Yakın zamanda başlayan Rusya – Ukrayna savaşı hem dünyanın, hem de ülkemizin gündemine oturdu. Gıda Mühendisleri Odası bu konu ile ilgili, “Emperyalist ve Kapitalist güçlerin bitmek tükenmek bilmeyen dünyaya egemen olma hırsları bu savaşın görünen tek nedenidir. Her zamanki gibi, bu savaşın faturası da, yine masum ve suçsuz halklara kesilecektir.” dedi.
Artan gıda fiyatlarıyla mücadele edilemezken savaşın gıda fiyatları krizini daha da derinleştireceğinin aşikâr olduğunu belirten mühendisler odası, “Savaş coğrafyası özellikle tahıl üretiminde çok büyük bir paya sahiptir. Bilindiği gibi dünya buğday ihracatının %30’u Rusya ve Ukrayna’dan gerçekleşmektedir. Ayrıca dünya ay çiçek tohumu ihracatının %32’si, mısır ihracatının %20’si, arpa ihracatının %31’i yine Rusya ve Ukrayna tarafından gerçekleşmektedir. Tüm bu rakamlar da gösteriyor ki küresel Tarım ve Gıda piyasaları bu savaştan doğrudan ve olumsuz şekilde etkilenecektir.” şeklinde konuştu.
Konuya Türkiye özelinden bakacak olursak durum nedir?
Türkiye geçen yıl Rusya’dan 6,7 milyon ton buğday, 913 bin ton ayçiçek yağı, 1,2 milyon ton arpa ve 1,1 milyon ton kepek ithal etti. Olası bir ambargoda bu rakamlara ulaşılamayacağı düşünüldüğünde, durumun ciddiyeti ortadadır.
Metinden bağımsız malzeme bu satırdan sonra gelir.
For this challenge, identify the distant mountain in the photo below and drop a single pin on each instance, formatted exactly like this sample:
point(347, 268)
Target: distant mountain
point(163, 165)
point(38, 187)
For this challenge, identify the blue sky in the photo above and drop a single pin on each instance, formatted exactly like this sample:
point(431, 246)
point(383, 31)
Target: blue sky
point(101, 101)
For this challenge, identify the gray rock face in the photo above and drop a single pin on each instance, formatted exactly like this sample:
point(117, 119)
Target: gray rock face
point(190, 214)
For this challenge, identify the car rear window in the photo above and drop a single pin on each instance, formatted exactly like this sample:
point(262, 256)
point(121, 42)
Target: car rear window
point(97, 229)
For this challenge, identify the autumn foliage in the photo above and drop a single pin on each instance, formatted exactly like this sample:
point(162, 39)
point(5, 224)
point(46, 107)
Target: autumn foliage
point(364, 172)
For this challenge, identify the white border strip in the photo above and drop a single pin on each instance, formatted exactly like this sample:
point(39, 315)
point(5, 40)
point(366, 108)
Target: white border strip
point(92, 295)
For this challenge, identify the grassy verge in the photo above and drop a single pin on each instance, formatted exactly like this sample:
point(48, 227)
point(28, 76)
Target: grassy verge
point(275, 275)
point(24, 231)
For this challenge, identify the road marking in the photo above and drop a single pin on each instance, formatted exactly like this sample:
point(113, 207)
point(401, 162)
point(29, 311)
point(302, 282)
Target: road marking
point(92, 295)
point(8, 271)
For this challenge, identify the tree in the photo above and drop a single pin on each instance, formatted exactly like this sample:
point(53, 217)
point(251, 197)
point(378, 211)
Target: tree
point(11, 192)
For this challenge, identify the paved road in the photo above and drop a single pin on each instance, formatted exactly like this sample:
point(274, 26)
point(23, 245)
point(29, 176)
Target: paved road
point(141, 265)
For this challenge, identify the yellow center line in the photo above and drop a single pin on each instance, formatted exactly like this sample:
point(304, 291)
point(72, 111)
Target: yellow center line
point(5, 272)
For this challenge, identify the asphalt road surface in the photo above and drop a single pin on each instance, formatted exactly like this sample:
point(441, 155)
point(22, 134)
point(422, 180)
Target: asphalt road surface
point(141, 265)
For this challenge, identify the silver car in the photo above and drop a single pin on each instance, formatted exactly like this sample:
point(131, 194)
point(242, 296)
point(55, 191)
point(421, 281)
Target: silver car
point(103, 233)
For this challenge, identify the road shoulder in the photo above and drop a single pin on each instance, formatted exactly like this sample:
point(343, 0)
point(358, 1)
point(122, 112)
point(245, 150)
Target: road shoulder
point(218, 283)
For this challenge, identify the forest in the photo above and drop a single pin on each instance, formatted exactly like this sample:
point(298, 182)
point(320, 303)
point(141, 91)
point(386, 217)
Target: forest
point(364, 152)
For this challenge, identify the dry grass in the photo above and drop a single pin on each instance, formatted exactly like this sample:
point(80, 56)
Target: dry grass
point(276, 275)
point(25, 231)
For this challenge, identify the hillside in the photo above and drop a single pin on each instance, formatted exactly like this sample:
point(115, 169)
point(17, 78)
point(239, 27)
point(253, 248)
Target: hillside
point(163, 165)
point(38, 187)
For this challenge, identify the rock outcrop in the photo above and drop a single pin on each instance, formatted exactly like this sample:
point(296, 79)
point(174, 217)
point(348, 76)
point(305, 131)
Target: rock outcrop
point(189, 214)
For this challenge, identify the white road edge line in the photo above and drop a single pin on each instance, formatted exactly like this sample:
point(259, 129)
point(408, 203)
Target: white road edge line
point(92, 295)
Analistler, Rusya ile Ukrayna arasındaki ihtilafın Karadeniz’e sıçrayabileceği ve bölgedeki buğday ticaretinde yaşanan kesintiler nedeniyle küresel buğday fiyatlarının keskin bir şekilde yükselebileceği konusunda uyardılar. Bu büyüklükteki bir krizi atlatmak için gerekirse başka ülkelerden ithalat yaparız demek doğru ve sürdürülebilir bir yaklaşım değil. Sonuç ne olursa olsun, bu durumun emtia ve gıda fiyatlarına olumsuz etkisi kaçınılmazdır.
Ne yapılmalıdır?
Tarımda kendi kendine yeterliliği ve güvenilir gıda üretimini artırmaya yönelik politikaların desteklenmesinin önemi bir kez daha vurgulanmaktadır. Kendi kendine yeterli bir ulus olmamızı sağlamak için tarım ve gıda politikaları yeniden düşünülmelidir. Savaş, güvenilir ve ucuz gıdaya erişimlerinin önünde ciddi bir engel olmuştur. Tekrar.